I got that fiver out of Ward Lock & Co. No more due, they say. It seems never to have got on Smiths stalls.‡ I lecture on Meredith tonight. He is, in my opinion, a head & shoulders above any living fiction writer.
If statistics could be taken in the various free libraries of the kingdom to prove the comparative popularity of different novelists with the public, I think that it is quite certain that Mr George Meredith would come out very low indeed. If, on the other hand, a number of authors were convened to determine which of their fellow-craftsmen they considered the greatest and the most stimulating to their own minds, I am equally confident that Mr Meredith would have a vast preponderance of votes. Indeed, his only conceivable rival would be [Thomas] Hardy.
—Through the Magic Door
to Mary Doyle SOUTHSEA, NOVEMBER OR DECEMBER 1888
I went to London on Wednesday and saw Andrew Lang—lunched with him at the Savile Club, the other two at our table being Besant & Saintsbury the latter being, I believe, editor of the Saturday Review. We had a chat about Micah afterwards. Lang is very much gone upon Saxon. Warns me that I shall be accused of stealing the character from Dugald Dalgetty.* Thinks him great fun. Proposed that I sh
ould shorten the book by cutting out all about the Alchemist—the old Cavalier chap who lived on Salisbury Plain, who puts the comrades up for a night. Also proposed that I should leave out the dinner at the Puritan Mayor’s. To both of these I rather demurred, but I promised to do what I could to shorten them, and with that understanding we parted. I wrote to him when I got back reiterating my objections, & sending him the picture of himself & Rider Haggard from the Pall Mall, which he had not seen. From him I went to Norton Longman, a man of 35, very cheerful and agreeable. He said his old printer had had occasion to glance over Micah and had been very much struck by it—‘Never known him so struck’ said Longman ‘but we must not speak to you too much like this or you may be disappointed.’ Both he & Lang dwelt on the large element of chance, whether a book succeeds or no. So I got back home the same day.
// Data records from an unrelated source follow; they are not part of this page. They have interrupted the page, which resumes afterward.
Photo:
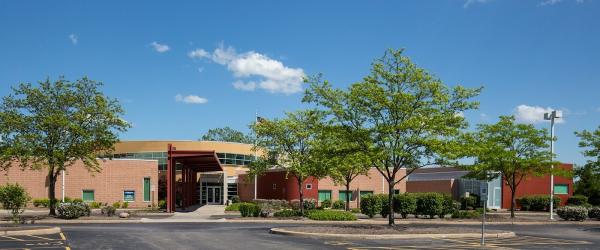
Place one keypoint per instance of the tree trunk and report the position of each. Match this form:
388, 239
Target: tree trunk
52, 192
347, 196
391, 203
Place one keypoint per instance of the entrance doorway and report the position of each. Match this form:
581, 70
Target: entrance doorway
213, 195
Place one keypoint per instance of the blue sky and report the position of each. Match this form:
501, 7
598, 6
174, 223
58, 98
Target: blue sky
529, 54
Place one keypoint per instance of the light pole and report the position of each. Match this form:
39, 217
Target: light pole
551, 117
Meredith’s lecture went off very well. I sent Meredith a report. Am hard at work shortening Micah. They will have it out by February.
to Mary Doyle SOUTHSEA, DECEMBER 1888
Lottie went off all jolly yesterday morning. Her visit has been a great pleasure to us, and, I hope, to her as well. We have settled down into our humdrum routine & shall miss her much for a long time.
Micah’s proofs begin to come. Another will go to you today. I have cut out somewhere about 50 pages, making it, I think, stronger. I have on the other hand an appendix of ten or twelve pages. It will be quite exciting when it comes back, won’t it.